Cardiovascular outcomes of romosozumab treatment-real-world data analysis.

Abstract

Romosozumab is a potent treatment for osteoporosis, with significant effects on bone density and fracture prevention. This study evaluated the cardiovascular safety of romosozumab in a real-world cohort of postmenopausal women at high fracture risk. We retrospectively evaluated postmenopausal women who initiated treatment with romosozumab between January 1, 2020, and June 30, 2023. We examined the occurrence of a major adverse cardiovascular event (MACE) across two distinct segments during the treatment period and after its conclusion. After applying inclusion and exclusion criteria, 847 women were followed for a median of 729 days (IQR: 445-1060). The incidence rate of MACE was 24.0 (95% CI 17.7-32.5) per 1000 person-years during the study period. The change in the rate of MACE from 0-90 days and 90-365 days post-treatment initiation was 0.04 and 0.06 events per 1000 days, respectively. The difference in the rate between these intervals was not statistically significant (p = .09). After 1 yr of treatment, the slope of MACE increased to 0.10, differing significantly from the preceding 12 mo on treatment (p<.001).
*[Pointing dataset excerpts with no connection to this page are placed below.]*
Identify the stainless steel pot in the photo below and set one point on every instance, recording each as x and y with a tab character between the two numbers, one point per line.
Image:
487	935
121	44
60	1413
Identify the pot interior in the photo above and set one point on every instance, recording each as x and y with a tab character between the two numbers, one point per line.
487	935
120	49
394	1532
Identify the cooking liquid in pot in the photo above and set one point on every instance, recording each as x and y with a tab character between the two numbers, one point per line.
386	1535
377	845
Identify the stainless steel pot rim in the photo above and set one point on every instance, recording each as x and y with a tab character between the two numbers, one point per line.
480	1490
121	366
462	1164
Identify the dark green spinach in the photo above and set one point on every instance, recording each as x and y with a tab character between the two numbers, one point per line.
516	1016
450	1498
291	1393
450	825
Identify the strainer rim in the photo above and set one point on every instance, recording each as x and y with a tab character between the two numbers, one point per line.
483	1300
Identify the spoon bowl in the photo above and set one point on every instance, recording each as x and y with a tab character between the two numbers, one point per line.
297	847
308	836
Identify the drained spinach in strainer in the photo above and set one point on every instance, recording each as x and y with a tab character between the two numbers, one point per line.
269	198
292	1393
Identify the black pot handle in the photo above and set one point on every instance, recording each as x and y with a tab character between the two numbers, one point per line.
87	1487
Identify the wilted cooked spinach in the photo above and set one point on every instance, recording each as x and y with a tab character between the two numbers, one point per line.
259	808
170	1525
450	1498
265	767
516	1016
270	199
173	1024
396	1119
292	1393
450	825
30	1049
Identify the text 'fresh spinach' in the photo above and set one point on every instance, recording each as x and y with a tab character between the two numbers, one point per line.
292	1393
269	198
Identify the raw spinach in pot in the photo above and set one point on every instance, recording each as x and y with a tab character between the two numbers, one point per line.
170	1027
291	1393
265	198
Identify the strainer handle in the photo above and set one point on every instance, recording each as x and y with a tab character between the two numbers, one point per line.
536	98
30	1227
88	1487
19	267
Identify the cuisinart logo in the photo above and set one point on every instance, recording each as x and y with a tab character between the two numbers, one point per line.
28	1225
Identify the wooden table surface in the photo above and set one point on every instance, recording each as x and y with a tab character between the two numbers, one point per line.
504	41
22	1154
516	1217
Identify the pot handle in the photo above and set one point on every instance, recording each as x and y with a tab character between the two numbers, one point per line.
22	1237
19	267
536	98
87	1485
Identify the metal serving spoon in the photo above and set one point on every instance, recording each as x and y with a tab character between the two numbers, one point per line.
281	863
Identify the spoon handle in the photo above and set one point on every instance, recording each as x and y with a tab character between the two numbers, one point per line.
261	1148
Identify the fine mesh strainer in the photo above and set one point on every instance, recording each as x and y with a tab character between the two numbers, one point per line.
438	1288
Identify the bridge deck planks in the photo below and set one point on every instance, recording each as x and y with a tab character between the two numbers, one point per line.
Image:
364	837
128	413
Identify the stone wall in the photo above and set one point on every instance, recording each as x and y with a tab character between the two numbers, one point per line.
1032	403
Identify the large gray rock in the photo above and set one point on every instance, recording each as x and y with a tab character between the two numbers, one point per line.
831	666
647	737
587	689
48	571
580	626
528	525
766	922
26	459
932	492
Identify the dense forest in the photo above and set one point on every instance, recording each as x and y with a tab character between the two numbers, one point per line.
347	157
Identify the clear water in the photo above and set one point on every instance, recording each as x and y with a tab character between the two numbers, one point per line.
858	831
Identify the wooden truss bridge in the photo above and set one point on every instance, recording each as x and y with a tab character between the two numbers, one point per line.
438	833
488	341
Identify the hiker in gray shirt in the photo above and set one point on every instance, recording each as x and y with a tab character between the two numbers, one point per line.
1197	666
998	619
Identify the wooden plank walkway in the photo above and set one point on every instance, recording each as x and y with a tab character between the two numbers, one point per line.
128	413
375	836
The incidence of MACE was higher in those with a background of previous cardiovascular disease or diabetes at all timepoints, as expected. The consistency in event rates during treatment suggests that romosozumab is not associated with an increase in MACE in postmenopausal women. This finding challenges reports suggesting an increase in cardiovascular events within the first year of romosozumab treatment.